问题
While building my own cookbooks I find myself constantly within this cycle:
- Change cookbook on my local computer
- Upload modified cookbook to chef server
- Run chef-client on remote machine
- Repeat
Since I am new to chef, I repeat that cycle extremely often, but I find rather cumbersome uploading and downloading so frequently from the chef server.
How experienced chef users ease this cycle? I learnt Chef with the free hosted solution, but I am not sure if I should be better off using just Chef-solo and move back later to the hosted version once I have many servers and more experience with chef.
Is there maybe a workflow where I can quickly try changes to my cookbooks directly on my remote machine while using hosted Chef but without uploading them?
回答1:
I do all my development locally on my laptop, using Vagrant. When the cookbook is ready, it gets pushed to it's new Git repository home and integrated into my production chef server infrastructure.
The following example runs nginx on a virtualbox image.
Example
Install vagrant plugins (only needs to be done once):
vagrant plugin install vagrant-omnibus
vagrant plugin install vagrant-berkshelf
vagrant plugin install vagrant-chef-zero
Use Berkshelf to generate a new application cookbook.
$ berks cookbook demo
create demo/files/default
create demo/templates/default
create demo/attributes
create demo/definitions
create demo/libraries
create demo/providers
create demo/recipes
create demo/resources
create demo/recipes/default.rb
create demo/metadata.rb
create demo/LICENSE
create demo/README.md
create demo/Berksfile
create demo/Thorfile
create demo/chefignore
create demo/.gitignore
run git init from "./demo"
create demo/Gemfile
create demo/Vagrantfile
Edit the following files (Details below):
- Vagrantfile <-- Controls vagrant's operation
- metadata.rb <-- List community cookbook dependencies
- recipes/default.rb <-- Calls to community cookbook recipes and LWRPs
Running vagrant will startup a virtual machine that is provisioned using chef-client. The chef zero plugin will run a local embedded instance of chef-server. The berkself plugin is used to automatically load the cookbook dependencies.
vagrant up
The following command will rerun chef-client (following edits):
vagrant provision
Finally, the really big advantage of doing development, using local virtualization, is that you can tear everything down and build it again from scratch:
vagrant destroy -f && vagrant up
Vagrantfile
Controls vagrant's operation. In this case I'm only starting a single VM, provisioned using chef-client:
Vagrant.require_plugin "vagrant-omnibus"
Vagrant.require_plugin "vagrant-berkshelf"

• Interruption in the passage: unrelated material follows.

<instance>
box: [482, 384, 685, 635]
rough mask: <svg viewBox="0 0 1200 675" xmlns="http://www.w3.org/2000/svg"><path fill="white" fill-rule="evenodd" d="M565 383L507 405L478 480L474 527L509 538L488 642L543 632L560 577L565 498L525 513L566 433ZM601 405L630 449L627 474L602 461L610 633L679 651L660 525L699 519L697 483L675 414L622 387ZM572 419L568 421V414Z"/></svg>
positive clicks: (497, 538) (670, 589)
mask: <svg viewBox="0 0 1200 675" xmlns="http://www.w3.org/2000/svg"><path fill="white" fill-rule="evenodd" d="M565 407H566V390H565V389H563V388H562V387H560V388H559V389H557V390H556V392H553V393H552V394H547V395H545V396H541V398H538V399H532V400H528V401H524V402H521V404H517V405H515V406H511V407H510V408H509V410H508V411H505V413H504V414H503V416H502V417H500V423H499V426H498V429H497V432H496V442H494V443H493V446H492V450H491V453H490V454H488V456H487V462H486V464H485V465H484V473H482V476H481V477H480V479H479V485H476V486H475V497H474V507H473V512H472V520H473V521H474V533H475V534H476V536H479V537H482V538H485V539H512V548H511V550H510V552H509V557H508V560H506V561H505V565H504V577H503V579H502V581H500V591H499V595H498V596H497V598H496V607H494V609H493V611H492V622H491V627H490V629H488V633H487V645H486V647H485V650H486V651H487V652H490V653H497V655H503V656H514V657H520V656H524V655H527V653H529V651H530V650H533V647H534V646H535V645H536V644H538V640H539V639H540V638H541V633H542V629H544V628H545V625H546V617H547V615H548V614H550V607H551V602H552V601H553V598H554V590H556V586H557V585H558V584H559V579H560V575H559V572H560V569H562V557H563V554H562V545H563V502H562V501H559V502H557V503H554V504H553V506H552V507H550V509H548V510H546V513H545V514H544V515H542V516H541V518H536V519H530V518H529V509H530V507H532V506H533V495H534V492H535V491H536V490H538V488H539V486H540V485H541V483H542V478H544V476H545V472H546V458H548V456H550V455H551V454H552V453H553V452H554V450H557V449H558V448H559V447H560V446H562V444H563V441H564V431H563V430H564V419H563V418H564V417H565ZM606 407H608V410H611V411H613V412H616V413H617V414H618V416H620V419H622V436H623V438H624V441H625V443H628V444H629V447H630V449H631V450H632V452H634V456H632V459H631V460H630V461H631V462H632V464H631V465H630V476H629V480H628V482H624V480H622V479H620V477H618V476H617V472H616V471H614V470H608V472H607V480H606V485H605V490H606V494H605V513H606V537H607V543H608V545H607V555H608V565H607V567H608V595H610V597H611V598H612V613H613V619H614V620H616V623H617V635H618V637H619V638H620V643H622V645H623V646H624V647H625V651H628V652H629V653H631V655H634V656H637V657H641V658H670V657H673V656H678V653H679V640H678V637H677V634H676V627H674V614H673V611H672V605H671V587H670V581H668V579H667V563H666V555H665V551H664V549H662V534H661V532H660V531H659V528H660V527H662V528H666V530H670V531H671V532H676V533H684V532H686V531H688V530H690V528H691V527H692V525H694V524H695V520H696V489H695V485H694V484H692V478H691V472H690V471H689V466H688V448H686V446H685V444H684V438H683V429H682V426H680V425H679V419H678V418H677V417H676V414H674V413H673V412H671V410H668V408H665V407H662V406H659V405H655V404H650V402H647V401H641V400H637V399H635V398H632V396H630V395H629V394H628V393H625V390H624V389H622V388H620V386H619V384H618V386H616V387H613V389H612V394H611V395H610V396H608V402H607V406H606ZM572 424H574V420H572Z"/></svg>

Vagrant.require_plugin "vagrant-chef-zero"
VAGRANTFILE_API_VERSION = "2"
Vagrant.configure(VAGRANTFILE_API_VERSION) do |config|
# Box config
config.vm.box = "saucy64"
config.vm.box_url = "http://cloud-images.ubuntu.com/vagrant/saucy/current/saucy-server-cloudimg-amd64-vagrant-disk1.box"
# Virtualbox config
config.vm.provider :virtualbox do |vb|
vb.customize ["modifyvm", :id, "--memory", 1024]
end
# Networking config
config.vm.network "private_network", ip: "10.0.0.10"
# Plugin config
config.omnibus.chef_version = :latest
config.chef_zero.enabled = true
config.berkshelf.enabled = true
# Chef config
config.vm.provision :chef_client do |chef|
chef.add_recipe "demo"
end
end
The omnibus plugin is responsible for installing the desired version of chef. The Berkshelf plugin will download cookbook dependencies and when combined with chef-zero will upload cookbooks during each provision run.
metadata.rb
Add nginx as a cookbook dependency:
name 'demo'
maintainer 'YOUR_NAME'
maintainer_email 'YOUR_EMAIL'
license 'All rights reserved'
description 'Installs/Configures demo'
long_description IO.read(File.join(File.dirname(__FILE__), 'README.md'))
version '0.1.0'
depends "nginx"
The Berksfile is preconfigured to load the cookbook dependencies, listed in the metadata file, from the community cookbook repository.
site :opscode
metadata
recipes/default.rb
Run the default nginx recipe
#
# Cookbook Name:: demo
# Recipe:: default
#
# Copyright (C) 2014 YOUR_NAME
#
# All rights reserved - Do Not Redistribute
#
include_recipe "nginx"
回答2:
I go through that loop most of the time during my testings. But I also use Chef solo when I need to try several minor changes in a recipe. If you have a test machine with a local copy of your chef repo then you can try making changes there and running chef solo to see the results. This way there's no uploading.